Writers are often asked if they have to stop reading other books while they're writing their own books in case they are unduly influenced...
"Writers are often asked if they have to stop reading other books while they're writing their own books in case they are unduly influenced. This is a ridiculous question. The typical novelist has a novel in progress at all times, so if he followed that rule, he would never again be able to take pleasure in his own medium. As Colm Tóibín has written, “It would be like saying: ‘Do you refrain from sex when you are writing a novel?’ No, I don't.” Once you're good enough to be published, you should be good enough to keep a confident grip on your own style. And I think I usually am. But there are exceptions. About half way through writing my novel Boxer, Beetle, I binged on early JG Ballard, and I'm ashamed to say that an attentive reader could probably locate that occurrence almost down to the paragraph. There is something about Ballard's language that is savagely contagious. I think even if you'd been writing novels for decades, the first time you encountered his work you'd feel as pliable as a first-term creative writing student.

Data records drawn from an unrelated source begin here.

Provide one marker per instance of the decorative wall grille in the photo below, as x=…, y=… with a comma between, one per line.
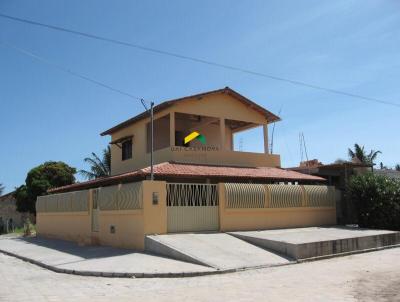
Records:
x=285, y=196
x=192, y=207
x=244, y=195
x=278, y=196
x=63, y=202
x=122, y=197
x=191, y=195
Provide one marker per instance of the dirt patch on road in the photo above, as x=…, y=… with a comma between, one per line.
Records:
x=374, y=287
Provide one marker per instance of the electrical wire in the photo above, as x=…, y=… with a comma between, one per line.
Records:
x=202, y=61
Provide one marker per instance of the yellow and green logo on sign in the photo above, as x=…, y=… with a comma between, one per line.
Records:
x=192, y=136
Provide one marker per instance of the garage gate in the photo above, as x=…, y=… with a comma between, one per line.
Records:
x=192, y=207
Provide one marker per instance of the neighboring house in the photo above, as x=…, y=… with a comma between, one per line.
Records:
x=388, y=173
x=337, y=175
x=10, y=218
x=200, y=182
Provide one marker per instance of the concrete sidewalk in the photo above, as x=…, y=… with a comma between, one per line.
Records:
x=218, y=250
x=68, y=257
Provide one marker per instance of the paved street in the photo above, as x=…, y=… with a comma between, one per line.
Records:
x=365, y=277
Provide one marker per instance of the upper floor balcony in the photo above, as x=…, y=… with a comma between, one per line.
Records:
x=212, y=143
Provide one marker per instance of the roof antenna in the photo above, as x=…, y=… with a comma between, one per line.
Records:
x=273, y=132
x=303, y=147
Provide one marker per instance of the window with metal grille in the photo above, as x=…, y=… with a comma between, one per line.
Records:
x=126, y=149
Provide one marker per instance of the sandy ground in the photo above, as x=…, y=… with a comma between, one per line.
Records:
x=371, y=276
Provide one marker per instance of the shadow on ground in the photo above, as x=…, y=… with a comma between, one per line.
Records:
x=86, y=252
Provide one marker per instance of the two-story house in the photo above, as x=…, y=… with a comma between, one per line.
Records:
x=217, y=116
x=200, y=182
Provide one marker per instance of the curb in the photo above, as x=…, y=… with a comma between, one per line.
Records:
x=184, y=274
x=139, y=275
x=375, y=249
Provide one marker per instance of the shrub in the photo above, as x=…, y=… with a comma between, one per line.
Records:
x=376, y=200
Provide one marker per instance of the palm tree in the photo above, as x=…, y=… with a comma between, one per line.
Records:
x=360, y=154
x=98, y=167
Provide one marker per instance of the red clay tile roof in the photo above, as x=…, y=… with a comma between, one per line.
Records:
x=269, y=115
x=180, y=170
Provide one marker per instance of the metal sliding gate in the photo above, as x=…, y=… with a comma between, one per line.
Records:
x=192, y=207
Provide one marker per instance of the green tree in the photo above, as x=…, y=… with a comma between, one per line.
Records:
x=40, y=179
x=98, y=167
x=360, y=154
x=377, y=201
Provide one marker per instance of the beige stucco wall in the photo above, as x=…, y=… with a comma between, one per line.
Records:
x=72, y=226
x=262, y=219
x=130, y=225
x=129, y=229
x=218, y=106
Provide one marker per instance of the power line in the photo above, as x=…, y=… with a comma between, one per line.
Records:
x=71, y=72
x=202, y=61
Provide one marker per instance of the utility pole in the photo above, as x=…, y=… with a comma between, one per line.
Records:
x=151, y=136
x=152, y=141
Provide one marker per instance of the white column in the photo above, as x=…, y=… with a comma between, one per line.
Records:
x=265, y=130
x=222, y=133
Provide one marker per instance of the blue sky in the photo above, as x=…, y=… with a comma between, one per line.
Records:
x=344, y=44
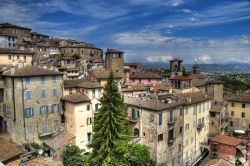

I first saw Bronwen Sleigh's captivating work at an RCA degree show two years ago, around the same time I was immersing myself in Ballard, and I assumed immediately that she was off down the same tunnel. Her prints seemed like clear developments of Ballard's obsessions: pitted concrete, sinister wastegrounds, derelict cities and cybernetics. But when I finally met Bronwen at a group show in Kensington, I learned that she'd barely read Ballard. Perhaps I shouldn't have been surprised: there's no reason why a writer who peaked in the 1960s should maintain a monopoly on those themes, and his indirect influence has trickled down through a thousand different channels. Last year, I bought three of Bronwen's large prints, and they're still my most prized possessions. Ballard's influence on my work isn't something I'm trying to escape, it's something I'm trying to balance, and when I look at the prints on my wall, I'm reminded that a great writer like Ballard can discover a territory without therefore ruling every inch of it – that more colonists can arrive, much later, either ignorant of his precedence, or reverent but rebellious."